Source: New York Times

Name That Dog Park: Suffolk Courts Deals for Cash

BY ANNIE CORREAL

Posted: March 23, 2009
Originally Published: March 22, 2009

SUFFOLK COUNTY has invited companies to buy naming rights to the county’s parks, part of an effort to generate additional revenue from county property that began four years ago but has become more urgent with the economic downturn.

County officials said they hoped that county assets — especially the 30 public parks with shorefronts and campgrounds —would draw private sponsors. The county has focused on opportunities for advertising on its campsites and hiking trails, three golf courses and two dog parks.

“In a perfect world, you would be naming every asset after some do-gooder, but these times require us to get money,” said Steve Levy, the county executive.

In the request for bids, which are due April 2, county officials said that the effort was aimed at helping the county “offset the anticipated loss of revenues from traditional sources,” like the sales tax. The county projects a budget shortfall of $115 million in 2009. Although corporate budgets are pinched, advertising experts said the county might cash in with naming rights.

Matthew D. Pace, a corporate lawyer with a specialty in naming rights, said advertisers were looking for nontraditional ways to reach consumers, and at the same time, more people were going to free public parks and beaches.

“In this economy, people don’t want to pay to do things,” Mr. Pace said.

“If they go to the beach and Pepsi, for example, is keeping the beach clean, maintaining the parking lot and generally making that experience better, that’s going to work favorably for them,” he said, referring to advertisers.

Conservation groups said they worry about the well-being of parkland if it is parceled up and renamed.

“It does not change the natural resource, but it clearly changes the perception of the natural resource,” said Adrienne Esposito, head of Citizens Campaign for the Environment, a conservation and environmental group based in Farmingdale. “It gives a commercial or corporate image to something that is supposed to be public space, and that could open the door for the land to be devalued."

In 2005, Mr. Levy created a committee of county officials to sell naming rights on county land, memorials and public buildings.

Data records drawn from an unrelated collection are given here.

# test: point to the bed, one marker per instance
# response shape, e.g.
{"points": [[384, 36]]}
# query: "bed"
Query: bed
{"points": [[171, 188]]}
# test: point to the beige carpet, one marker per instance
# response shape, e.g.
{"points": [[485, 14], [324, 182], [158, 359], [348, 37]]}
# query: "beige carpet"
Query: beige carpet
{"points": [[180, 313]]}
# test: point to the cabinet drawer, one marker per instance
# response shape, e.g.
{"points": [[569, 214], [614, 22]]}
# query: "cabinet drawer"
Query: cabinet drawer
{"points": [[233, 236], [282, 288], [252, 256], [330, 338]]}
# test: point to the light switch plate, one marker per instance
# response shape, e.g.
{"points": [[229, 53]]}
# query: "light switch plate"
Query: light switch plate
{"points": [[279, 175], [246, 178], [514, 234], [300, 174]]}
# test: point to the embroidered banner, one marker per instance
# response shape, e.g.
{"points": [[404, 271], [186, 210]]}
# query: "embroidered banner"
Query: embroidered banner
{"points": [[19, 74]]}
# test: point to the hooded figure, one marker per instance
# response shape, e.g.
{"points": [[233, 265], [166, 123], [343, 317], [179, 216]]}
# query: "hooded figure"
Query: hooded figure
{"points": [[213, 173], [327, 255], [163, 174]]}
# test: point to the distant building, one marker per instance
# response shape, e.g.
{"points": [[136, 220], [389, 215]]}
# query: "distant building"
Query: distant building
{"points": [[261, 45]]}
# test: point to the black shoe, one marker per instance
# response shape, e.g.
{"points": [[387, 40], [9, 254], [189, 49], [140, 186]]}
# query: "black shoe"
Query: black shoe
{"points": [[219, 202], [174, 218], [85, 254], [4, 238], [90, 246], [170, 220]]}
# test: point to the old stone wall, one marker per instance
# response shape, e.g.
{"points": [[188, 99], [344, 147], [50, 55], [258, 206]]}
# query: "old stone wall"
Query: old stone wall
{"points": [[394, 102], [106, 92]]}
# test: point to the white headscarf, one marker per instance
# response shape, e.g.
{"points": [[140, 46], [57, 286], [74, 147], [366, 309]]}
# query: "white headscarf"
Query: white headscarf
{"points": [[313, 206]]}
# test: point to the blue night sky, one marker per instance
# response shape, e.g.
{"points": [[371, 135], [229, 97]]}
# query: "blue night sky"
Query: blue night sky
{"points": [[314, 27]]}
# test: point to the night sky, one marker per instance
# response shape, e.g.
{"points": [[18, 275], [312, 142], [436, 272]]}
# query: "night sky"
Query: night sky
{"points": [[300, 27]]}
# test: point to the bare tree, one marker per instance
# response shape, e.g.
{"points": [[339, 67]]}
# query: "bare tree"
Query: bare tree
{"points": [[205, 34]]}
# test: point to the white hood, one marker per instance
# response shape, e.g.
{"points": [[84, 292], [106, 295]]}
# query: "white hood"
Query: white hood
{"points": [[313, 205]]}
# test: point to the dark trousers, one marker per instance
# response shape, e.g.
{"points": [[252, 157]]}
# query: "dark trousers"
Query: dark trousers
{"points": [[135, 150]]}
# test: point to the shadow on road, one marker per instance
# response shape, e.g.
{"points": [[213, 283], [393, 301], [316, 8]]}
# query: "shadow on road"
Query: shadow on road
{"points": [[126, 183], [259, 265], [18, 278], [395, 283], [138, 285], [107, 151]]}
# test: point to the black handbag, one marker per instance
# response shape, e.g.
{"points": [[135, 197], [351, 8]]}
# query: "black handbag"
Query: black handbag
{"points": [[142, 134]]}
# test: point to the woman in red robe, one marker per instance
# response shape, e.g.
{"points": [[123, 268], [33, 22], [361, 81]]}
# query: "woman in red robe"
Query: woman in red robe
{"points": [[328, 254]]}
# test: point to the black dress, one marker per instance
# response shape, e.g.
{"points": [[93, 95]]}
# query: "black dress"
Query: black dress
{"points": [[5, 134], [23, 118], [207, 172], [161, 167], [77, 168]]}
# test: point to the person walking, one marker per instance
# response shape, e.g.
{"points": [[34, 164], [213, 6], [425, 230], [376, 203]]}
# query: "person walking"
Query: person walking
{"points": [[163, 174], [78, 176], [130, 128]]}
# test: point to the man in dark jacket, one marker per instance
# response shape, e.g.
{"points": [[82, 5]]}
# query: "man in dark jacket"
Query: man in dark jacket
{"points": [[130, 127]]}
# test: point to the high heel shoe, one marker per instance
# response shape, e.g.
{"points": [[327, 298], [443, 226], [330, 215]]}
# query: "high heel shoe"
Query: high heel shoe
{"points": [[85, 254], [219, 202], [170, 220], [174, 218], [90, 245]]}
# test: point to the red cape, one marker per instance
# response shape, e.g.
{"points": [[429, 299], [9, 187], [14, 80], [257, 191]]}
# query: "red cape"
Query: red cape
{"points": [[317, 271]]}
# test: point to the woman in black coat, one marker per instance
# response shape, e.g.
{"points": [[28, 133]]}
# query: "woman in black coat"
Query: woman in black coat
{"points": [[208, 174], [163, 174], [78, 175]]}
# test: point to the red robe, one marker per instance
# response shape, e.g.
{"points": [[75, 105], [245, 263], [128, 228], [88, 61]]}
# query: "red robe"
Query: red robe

The committee settled on the parks department as a pilot project because, according to county officials, there are fewer legal limitations on selling naming rights on parks than on public buildings, and parks offer unique opportunities for advertisers to reach a targeted audience. For example, Mr. Levy said, the county could name a camp site after Coleman, the camping-equipment company.

Mr. Pace, the lawyer, warned that even if companies express interest, it can be a challenge for a public entity — in this case, the county — to strike naming rights deals.

“You have to choose sponsors with a message that is consistent with the place and its users, you have to make sure if they’re product-related, that it’s suitable for the area,” he said. “You have to make sure that the public entity has the proper termination rights — what if you had Bernie Madoff’s name on a beach?”

The county’s only corporate contract now is with Citibank, which in 2000 opened Citibank Park, the baseball stadium in Central Islip where the Long Island Ducks play. The 10-year contract pays the county $230,000 a year. Mr. Levy said that he hoped Citibank would renew its contract, which expires this year, but that the park name would be offered to other companies, too.

Selling naming rights is not uncommon in the region. Naming rights to the Nikon at Jones Beach Theater provide the state $380,000 a year. Naming rights were also sold for KeySpan Park in Brooklyn and Icahn Stadium on Randalls Island.

Nassau County is poised to sign an agreement with Clear Channel Communications to sell 65 digital signs outside the six major county parks for $86 million in ad revenue over 20 years.

Suffolk is not trying to break any records by selling naming rights on its parks, Mr. Levy said. “We have no idea how much money we could get from this,” he said. “Any money we get is gravy.”